Posts Tagged Tennessee DUI laws

Tennessee No Refusal DUI Enforcement

Several Knoxville media outlets are reporting increased Tennessee DUI enforcement for the upcoming holiday.  Please visit the following links for these stories: Troopers will enforce No Refusal campaign over New Year’s Eve holiday or Police step up DUI enforcement during New Year’s.

The increased enforcement is set to begin at 6 p.m. tonight and end at midnight on Tuesday (New Year’s Day).  We frequently receive questions about a person’s rights in relation to a blood or breath test following a Tennessee DUI arrest.  The Tennessee Highway Patrol plan to implement the “no refusal” law during this busy holiday period highlights one of the most common question we field–what does “no refusal” mean?

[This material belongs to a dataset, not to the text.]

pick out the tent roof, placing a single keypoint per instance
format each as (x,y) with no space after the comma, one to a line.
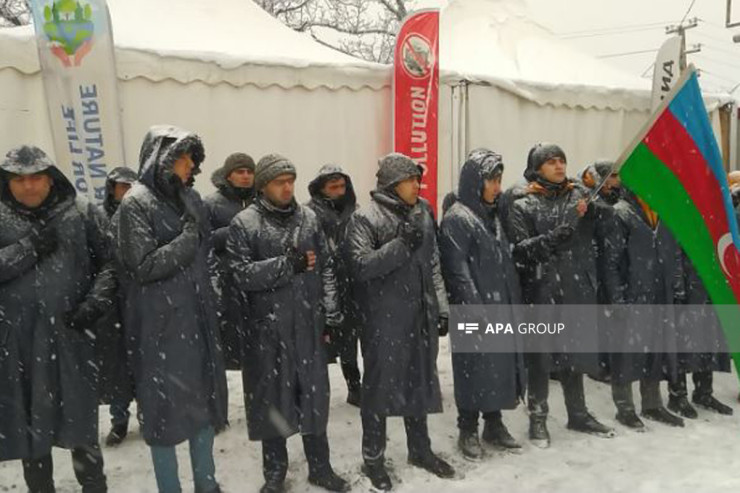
(161,40)
(235,42)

Often, following a DUI arrest, the Tennessee officer will offer an arrestee the ability to refuse to submit to a chemical test of the officer’s choice (blood, breath or urine).  Tennessee law, however, also provides that even if the arrestee refuses to submit to a chemical test, the office can obtain a search warrant to forcefully obtain the sample.  During these “no refusal” enforcement periods, the Tennessee Highway Patrol typically has a Tennessee judge (or judges) on call.  If the judge determines that the requisite legal grounds (based on the officer’s DUI investigation) exist, a search warrant can be obtained allowing the officer to obtain a chemical test (most often a blood sample), even over the objection (or refusal) of the motorist placed under arrest.

More information about the Tennessee Implied Consent Law can be found by visiting our website or in the prior blog post, “Tennessee DUI No Refusal Weekends.” You may also contact our attorneys, Steve and Sara, by calling 865-249-7200. Even during this busy holiday season, the attorneys at Oberman & Rice are available to speak with you 24/7.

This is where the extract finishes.